Influence of Ti substitution on the structure and electrochemical properties of lithium-excess layered manganese based oxide for lithium ion batteries

Abstract

A series of pure solid solution between Li2MO3 and LiNi1/2M1/2O2 (M=Ti, Mn) described as Li5/3Ni1/6Mn5/6-xTixO8/3(0≤x≤5/6) have been successfully prepared. Their hexagonal lattice parameters, a and c, change monotonously with the increase in x value. Tremendous change in their I003/I104 values indicates that Ti substitution causes cation mixing in the solid solution.
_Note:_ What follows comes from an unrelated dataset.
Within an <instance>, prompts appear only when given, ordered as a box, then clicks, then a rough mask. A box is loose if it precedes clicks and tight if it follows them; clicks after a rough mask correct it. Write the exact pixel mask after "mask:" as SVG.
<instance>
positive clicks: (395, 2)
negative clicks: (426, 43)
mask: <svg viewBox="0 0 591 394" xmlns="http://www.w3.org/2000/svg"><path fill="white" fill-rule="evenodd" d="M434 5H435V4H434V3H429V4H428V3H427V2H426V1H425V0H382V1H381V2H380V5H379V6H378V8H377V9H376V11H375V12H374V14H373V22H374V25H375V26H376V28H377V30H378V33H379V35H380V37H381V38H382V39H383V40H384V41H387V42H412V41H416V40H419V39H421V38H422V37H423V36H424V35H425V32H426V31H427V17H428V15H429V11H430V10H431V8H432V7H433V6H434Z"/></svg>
The shapes in initial charge curve of solid solutions are similar to each other though charge capacities decrease for x≥4/6. On the other hand, initial discharge curve of the as synthesized solid solution are commonly composed of three plateaus which located at high voltage (>3.5V), low voltage and 2.8V plateau. Well separation of high and low voltage plateau is observed for x>4/6 and lower voltage plateau shifts dramatically to lower potential with increasing x value (3/6≤x≤5/6). Detailed analysis of initial charge/discharge and following reversible capacities indicates that peroxide type species in the solid solution play an important role in electrochemical reaction. It was found that the discharge curves of Li5/3Ni1/6Mn2/6Ti3/6O8/3 maintain its original shape after prolonged cycles, even though it is accompanied with capacity loss. Such behavior might be related with migration of metal ion into Li layer during initial charge process and result in rock salt like structure during prolonged cycling.